Мужик нагнул голову на одну сторону, потом на другую и пристально вгляделся.
— Он и есть, растяпа! — признал Слимак с неудовольствием. И прибавил шепотом: — Ох, не к добру! Теперь уж наверняка мне луг не отдадут, раз нам перешел дорогу этот фармазон.
— Ружьецо-то у него славное! — сказал Ендрек. — В кого это он стрелял? Тут только воробьи летают. А может, просто так? Эх, кабы мне такое ружье, я бы стрелял целый день, хоть по холмам, а пороху — будь он неладен — столько бы сыпал, что гул пошел бы на весь приход.
— А в нас он не выстрелит? — тихо спросил Стасек, не решаясь идти дальше.
— Чего ему в нас стрелять? — ответил отец. — В людей стрелять не позволено, за это в тюрьму сажают. Хотя… кто его знает, что ему вздумается, этому нехристю!
— Ого-го! — подхватил Ендрек. — Пусть-ка попробует!
— А что ты ему сделаешь?
— Вырву ружье и снесу к старшине. Да еще разика два сам выстрелю дорогой.
Между тем охотник, зарядив свой ланкастер, подошел к мужику. Из сумки его, притороченные, свисали окровавленные останки воробья.
— Слава Иисусу Христу! — поклонился Слимак, срывая с головы шапку.
— Добрый день, гражданин! — ответил стрелок, приподнимая бархатный картузик.
— Эх, красота-ружье! — вздохнул Ендрек.
Панич поправил пенсне и внимательно поглядел на мальчика.
— Понравилось, а? — спросил он. — Это не ты ли мне вчера подал картуз?

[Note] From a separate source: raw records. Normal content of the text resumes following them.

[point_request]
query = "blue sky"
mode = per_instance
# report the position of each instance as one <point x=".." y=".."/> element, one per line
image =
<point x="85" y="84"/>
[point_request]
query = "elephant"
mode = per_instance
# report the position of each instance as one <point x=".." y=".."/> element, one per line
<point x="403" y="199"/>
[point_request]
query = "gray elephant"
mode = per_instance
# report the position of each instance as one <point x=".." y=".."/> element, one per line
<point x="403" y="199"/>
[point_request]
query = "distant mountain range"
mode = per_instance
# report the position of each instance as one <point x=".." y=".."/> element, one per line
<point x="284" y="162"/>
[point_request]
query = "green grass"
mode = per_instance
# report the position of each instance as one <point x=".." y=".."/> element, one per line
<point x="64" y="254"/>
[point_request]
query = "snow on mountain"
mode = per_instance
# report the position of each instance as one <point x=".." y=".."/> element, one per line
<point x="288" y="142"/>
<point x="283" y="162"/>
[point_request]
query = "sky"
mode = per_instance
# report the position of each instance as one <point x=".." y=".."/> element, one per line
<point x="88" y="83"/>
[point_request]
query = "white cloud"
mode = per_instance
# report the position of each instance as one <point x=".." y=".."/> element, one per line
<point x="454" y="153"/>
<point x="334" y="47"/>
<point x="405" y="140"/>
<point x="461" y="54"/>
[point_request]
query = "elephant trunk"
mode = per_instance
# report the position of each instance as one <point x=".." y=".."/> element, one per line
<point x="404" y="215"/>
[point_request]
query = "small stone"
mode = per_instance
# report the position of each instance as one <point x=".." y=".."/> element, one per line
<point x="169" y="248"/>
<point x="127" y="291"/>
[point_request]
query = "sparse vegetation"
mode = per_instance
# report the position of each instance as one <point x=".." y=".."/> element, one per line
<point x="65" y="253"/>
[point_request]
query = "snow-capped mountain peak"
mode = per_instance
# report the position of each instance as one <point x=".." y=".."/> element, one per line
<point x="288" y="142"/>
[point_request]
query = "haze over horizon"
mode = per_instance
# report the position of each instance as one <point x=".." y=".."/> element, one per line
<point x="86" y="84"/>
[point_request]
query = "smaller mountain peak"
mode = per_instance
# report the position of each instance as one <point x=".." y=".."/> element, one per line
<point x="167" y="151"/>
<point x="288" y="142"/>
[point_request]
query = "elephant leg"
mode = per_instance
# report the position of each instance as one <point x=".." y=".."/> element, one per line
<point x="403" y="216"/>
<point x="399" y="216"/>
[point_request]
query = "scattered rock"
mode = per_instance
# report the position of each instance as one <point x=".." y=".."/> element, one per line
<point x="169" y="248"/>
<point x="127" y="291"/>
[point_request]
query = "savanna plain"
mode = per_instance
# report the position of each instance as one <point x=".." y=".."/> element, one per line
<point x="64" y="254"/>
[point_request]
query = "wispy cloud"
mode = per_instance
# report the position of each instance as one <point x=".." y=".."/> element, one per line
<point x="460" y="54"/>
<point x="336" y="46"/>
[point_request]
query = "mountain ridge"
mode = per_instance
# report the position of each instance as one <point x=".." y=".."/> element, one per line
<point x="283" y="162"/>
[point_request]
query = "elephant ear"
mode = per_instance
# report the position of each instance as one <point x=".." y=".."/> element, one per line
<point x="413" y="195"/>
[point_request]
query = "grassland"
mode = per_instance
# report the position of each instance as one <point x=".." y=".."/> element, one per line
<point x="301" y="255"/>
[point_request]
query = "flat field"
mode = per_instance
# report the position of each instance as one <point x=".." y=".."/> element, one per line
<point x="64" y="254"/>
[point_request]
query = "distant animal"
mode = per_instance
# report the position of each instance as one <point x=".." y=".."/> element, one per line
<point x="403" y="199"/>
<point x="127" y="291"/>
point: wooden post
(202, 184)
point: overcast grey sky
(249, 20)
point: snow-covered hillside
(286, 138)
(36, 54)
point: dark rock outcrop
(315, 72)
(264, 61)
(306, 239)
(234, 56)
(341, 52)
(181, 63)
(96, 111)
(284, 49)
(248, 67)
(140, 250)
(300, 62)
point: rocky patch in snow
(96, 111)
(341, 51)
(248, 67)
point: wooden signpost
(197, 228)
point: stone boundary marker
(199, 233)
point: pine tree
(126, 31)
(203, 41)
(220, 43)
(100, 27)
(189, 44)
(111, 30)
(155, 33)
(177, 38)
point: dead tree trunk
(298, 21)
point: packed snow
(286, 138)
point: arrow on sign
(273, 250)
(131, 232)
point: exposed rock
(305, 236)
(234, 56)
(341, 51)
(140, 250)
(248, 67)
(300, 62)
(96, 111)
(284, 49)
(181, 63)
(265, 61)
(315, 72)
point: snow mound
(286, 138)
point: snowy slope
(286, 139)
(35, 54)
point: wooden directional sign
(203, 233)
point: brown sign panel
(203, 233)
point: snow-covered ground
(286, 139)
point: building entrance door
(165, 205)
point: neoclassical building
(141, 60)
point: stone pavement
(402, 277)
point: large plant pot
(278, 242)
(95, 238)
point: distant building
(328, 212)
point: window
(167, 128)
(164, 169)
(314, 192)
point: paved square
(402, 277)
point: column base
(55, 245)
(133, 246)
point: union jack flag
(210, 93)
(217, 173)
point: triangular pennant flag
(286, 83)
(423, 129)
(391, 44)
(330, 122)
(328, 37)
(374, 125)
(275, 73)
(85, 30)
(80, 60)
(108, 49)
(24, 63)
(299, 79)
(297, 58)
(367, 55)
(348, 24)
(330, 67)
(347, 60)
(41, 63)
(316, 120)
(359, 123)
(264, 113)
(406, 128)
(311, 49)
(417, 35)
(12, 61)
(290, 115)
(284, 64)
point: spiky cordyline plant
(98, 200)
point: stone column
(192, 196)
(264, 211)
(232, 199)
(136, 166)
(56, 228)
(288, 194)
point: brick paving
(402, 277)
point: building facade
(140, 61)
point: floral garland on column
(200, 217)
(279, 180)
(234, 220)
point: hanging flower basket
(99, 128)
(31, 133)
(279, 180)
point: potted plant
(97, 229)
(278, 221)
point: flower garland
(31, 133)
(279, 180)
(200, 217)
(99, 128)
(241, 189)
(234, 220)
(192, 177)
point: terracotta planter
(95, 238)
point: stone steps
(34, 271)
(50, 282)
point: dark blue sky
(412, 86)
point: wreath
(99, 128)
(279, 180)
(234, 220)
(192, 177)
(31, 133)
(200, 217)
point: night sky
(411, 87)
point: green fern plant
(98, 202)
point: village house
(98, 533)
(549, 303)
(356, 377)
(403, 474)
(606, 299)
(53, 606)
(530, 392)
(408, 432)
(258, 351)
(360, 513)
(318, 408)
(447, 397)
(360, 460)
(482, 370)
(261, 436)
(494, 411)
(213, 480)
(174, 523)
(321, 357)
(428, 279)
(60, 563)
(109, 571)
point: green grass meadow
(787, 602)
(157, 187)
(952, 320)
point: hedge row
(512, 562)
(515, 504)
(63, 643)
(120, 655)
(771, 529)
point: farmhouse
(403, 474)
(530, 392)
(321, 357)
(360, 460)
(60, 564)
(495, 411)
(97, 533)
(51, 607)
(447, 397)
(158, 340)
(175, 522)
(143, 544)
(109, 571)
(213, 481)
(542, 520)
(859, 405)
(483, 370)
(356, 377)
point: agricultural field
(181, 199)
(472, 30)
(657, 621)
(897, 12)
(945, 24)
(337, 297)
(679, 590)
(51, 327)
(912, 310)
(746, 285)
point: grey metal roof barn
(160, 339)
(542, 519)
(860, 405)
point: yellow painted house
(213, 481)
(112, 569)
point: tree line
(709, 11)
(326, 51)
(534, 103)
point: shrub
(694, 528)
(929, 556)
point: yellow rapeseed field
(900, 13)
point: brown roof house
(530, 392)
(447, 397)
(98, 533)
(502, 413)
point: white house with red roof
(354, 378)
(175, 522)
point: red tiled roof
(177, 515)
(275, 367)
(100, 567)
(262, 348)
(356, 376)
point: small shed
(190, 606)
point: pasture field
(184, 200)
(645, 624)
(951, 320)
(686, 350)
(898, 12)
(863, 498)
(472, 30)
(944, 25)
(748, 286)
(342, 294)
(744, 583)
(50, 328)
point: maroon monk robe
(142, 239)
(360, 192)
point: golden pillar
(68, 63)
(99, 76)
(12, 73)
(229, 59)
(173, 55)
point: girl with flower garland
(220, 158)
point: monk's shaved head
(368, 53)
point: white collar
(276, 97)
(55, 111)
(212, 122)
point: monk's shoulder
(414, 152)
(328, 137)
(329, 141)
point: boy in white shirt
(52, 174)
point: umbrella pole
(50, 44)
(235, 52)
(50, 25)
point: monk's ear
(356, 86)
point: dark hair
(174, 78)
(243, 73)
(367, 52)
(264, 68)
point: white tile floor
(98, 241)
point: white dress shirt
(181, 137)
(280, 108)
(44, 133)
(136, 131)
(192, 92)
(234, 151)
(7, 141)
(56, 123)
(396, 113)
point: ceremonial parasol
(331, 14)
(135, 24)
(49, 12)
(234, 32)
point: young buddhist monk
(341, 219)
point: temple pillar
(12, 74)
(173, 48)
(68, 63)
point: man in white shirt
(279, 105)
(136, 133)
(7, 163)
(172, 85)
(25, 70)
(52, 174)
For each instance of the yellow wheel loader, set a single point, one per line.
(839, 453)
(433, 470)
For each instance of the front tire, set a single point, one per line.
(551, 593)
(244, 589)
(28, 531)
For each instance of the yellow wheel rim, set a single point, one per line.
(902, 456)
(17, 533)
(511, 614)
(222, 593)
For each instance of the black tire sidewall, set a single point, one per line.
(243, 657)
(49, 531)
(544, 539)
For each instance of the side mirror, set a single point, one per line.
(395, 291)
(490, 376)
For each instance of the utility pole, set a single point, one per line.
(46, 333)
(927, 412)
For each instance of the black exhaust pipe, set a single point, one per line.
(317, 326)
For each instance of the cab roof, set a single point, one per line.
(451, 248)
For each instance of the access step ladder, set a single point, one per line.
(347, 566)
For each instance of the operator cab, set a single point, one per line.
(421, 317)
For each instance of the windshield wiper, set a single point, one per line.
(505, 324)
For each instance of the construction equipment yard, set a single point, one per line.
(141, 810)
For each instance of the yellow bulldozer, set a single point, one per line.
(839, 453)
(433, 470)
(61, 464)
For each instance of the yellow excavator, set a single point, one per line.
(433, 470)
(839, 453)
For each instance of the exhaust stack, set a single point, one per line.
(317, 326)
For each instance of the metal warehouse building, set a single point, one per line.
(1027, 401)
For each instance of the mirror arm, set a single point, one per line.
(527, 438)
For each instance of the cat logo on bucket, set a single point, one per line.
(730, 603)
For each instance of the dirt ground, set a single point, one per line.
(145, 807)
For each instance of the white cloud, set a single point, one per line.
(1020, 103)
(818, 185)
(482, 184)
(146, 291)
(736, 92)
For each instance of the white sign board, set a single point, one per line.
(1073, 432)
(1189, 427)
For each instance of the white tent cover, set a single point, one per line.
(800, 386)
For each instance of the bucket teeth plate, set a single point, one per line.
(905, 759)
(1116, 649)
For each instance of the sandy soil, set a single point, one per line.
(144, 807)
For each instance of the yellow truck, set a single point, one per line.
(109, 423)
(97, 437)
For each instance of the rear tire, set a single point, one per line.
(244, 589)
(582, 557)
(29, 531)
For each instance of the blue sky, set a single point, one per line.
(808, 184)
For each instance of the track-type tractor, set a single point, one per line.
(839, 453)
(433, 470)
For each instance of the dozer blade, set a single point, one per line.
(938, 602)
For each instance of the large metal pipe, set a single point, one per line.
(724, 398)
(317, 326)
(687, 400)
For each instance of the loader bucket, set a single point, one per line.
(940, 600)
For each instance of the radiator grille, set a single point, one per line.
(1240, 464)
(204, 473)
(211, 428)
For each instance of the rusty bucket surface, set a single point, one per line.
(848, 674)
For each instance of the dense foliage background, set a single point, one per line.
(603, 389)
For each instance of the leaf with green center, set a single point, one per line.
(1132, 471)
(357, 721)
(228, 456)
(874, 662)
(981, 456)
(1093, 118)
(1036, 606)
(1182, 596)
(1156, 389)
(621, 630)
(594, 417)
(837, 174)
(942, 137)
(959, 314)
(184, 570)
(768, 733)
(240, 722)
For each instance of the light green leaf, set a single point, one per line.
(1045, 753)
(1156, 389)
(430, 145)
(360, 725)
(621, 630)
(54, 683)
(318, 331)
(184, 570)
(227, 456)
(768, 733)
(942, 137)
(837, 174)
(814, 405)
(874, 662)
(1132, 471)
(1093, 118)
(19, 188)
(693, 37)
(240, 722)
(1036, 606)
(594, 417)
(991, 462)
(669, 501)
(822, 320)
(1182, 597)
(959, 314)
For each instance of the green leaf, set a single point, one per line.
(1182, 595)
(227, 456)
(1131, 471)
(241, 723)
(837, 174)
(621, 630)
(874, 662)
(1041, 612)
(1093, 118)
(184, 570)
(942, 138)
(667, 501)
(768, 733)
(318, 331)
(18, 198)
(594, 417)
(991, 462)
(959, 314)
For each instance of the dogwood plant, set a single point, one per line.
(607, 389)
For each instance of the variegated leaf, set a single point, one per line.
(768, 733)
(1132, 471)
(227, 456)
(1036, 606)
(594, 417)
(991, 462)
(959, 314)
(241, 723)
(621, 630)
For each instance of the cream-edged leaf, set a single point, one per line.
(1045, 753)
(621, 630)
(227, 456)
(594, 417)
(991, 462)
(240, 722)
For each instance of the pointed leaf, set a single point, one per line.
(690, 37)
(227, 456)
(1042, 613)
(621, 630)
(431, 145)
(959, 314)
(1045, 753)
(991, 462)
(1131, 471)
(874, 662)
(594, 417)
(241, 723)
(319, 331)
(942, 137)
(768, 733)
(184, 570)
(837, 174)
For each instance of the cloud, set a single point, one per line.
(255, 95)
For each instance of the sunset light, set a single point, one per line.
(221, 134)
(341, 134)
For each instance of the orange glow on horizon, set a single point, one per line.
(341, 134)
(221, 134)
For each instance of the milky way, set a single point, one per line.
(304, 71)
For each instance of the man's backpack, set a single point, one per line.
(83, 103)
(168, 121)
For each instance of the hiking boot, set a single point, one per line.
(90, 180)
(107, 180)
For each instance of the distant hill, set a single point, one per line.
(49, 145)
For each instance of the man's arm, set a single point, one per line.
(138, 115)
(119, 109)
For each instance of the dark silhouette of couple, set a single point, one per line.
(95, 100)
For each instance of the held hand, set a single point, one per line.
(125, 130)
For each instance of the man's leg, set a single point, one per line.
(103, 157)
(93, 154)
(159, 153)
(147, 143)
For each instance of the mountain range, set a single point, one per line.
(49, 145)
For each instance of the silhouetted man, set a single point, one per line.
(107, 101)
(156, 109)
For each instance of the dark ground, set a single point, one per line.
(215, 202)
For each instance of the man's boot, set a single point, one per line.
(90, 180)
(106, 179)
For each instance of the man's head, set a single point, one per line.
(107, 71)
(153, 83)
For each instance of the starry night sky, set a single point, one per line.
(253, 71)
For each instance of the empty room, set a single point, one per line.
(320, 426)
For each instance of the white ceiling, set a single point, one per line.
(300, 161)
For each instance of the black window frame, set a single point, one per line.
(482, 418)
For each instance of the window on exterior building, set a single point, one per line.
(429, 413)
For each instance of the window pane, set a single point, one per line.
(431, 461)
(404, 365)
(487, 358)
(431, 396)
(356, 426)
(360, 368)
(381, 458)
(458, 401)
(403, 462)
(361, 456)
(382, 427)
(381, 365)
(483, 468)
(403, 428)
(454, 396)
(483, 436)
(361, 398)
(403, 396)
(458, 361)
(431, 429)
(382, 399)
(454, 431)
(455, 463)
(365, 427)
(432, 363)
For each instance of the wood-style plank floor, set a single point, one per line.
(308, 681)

— Я самый, а вы, пан, ехали верхом и без ружья.
— Значит, я твой должник! — воскликнул панич, доставая из кармана кошелек. — Возьми-ка, — сказал он и протянул мальчику серебряную монету. — А это твой отец?.. Тот, что вчера хотел отстегать тебя кнутом?..
Мужик поклонился до земли.
— Гражданин! — сказал панич обиженным тоном. — Если ты хочешь, чтобы у нас с тобой сохранились дружеские отношения, не кланяйся мне так низко и надень шапку. Пора забыть эти пережитки рабства, которые и нам и вам приносят одни неприятности. Надень шапку, гражданин, прошу тебя…
Слимак оторопел и вконец растерялся; он хотел было исполнить приказание, но рука отказалась ему повиноваться.
— Совестно мне при господах в шапке стоять, — пробормотал он.
— Брось ты дурить! — прикрикнул на него панич.
Он вырвал шапку из руки Слимака, насильно нахлобучил ему на голову, а затем то же самое проделал и с оробевшим Стасеком.
«Вот холера!» — подумал мужик, решительно не понимая демократических настроений панича.
— Вы что, в имение идете? — спросил охотник, закидывая ружье за плечо.
— В имение, панич.
— По какому-нибудь делу к моему зятю?
Мужик опять хотел поклониться в ноги, но панич удержал его.
— А какое у вас дело?
— Хотел просить милости у пана: сдать нам в аренду вон тот лужок, что лежит меж рекой и моим хуторком.
— Зачем он вам?
— Вчера мы с моей бабой сторговали корову, да боимся, что кормов для нее не хватит, вот и хотим просить милости…
— А много у вас скота?
— Всего-то пять голов божьих тварей: стало быть, две лошади да три коровы, — да еще свиньи.
— А земли у вас много?
— Какое там много, панич! Еле-еле десять моргов, и то из года в год все меньше родит, — вздохнул мужик.
— Потому что вы не умеете хозяйничать, — сказал панич. — Десять моргов земли, любезный, — это огромное состояние! За границей на таком участке живет с удобствами несколько семейств, а у нас и на одно не хватает. Что ж удивительного: ведь вы сеете одну рожь…
— А что сеять, панич, раз пшеница не родится?
— Овощи, приятель, вот настоящее дело! Под Варшавой огородники платят за аренду по нескольку десятков рублей за морг и, несмотря на это, прекрасно живут.
Слимак грустно понурил голову, но сердце у него так и кипело: слушая доводы панича, он пришел к заключению, что или ему вовсе не сдадут луг в аренду, раз у него уже есть десять моргов, или заставят платить несколько десятков рублей за морг. А то зачем стал бы панич рассказывать про все эти чудеса, если бы не хотел ему внушить, что у него и так чересчур много земли, а потому он должен дороже платить за аренду?